Another rifle shot rang out, then two more. Featherston’s head came up and his gaze sharpened, as if he were a coon dog taking a scent. Those shots hadn’t come from the front, but from well behind the line. He scowled again. “That’s likely to be some damn nigger trying to bushwhack our boys.”
“Bastards,” Cooper muttered. “We finish dealin’ with them, they’re gonna spend the next hundred years wishin’ they didn’t try raisin’ their hands to us, and you can take that to church.”
“I know,” Featherston said. “Back in the old days, my old man was an overseer. Till they laid him in the ground, he said we never ought to have manumitted the niggers. I always thought, you got to change with the times. But with the kind of thanks we got, damned if I think that way any more.”
The whole gun crew nodded in response to that. Jake finished his stew. Maybe Metellus really knew which side his bread was buttered on and did all the things he was supposed to do. But for all Jake knew, maybe he unbuttoned his fly and pissed in the stewpot when nobody was looking. How could you tell for sure? You couldn’t, till maybe too late.

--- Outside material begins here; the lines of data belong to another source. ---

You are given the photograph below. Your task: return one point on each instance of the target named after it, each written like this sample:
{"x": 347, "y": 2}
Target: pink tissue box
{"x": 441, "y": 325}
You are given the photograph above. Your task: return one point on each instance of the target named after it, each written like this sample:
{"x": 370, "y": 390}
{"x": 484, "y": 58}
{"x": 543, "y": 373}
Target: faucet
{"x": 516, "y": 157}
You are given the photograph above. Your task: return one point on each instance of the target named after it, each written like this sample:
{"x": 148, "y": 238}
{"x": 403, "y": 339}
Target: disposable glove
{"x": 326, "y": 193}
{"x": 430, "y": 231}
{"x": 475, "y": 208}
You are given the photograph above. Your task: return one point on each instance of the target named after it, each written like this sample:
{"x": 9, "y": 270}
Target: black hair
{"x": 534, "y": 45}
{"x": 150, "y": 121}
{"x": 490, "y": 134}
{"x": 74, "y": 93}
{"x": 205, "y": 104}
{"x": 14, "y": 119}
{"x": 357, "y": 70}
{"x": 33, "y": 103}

From what he’d heard, it had been like that up and down the CSA-worst in the cotton belt, where whites were thin on the ground in big stretches of the country, but bad everywhere. He didn’t know how many of the ten million or so Negroes in the Confederacy had joined the rebellion, but enough had so that some troops had had to leave the fighting line against the USA to help put them down.
No wonder, then, that the damnyankees were pushing forward in western Virginia, in Kentucky, and in Sonora. The wonder was that the Confederate positions hadn’t fallen apart altogether. He glanced over to his gun. The quick-firing three-incher, copied from the French 75, was one big reason they hadn’t. The USA lacked a field piece that came close to matching it.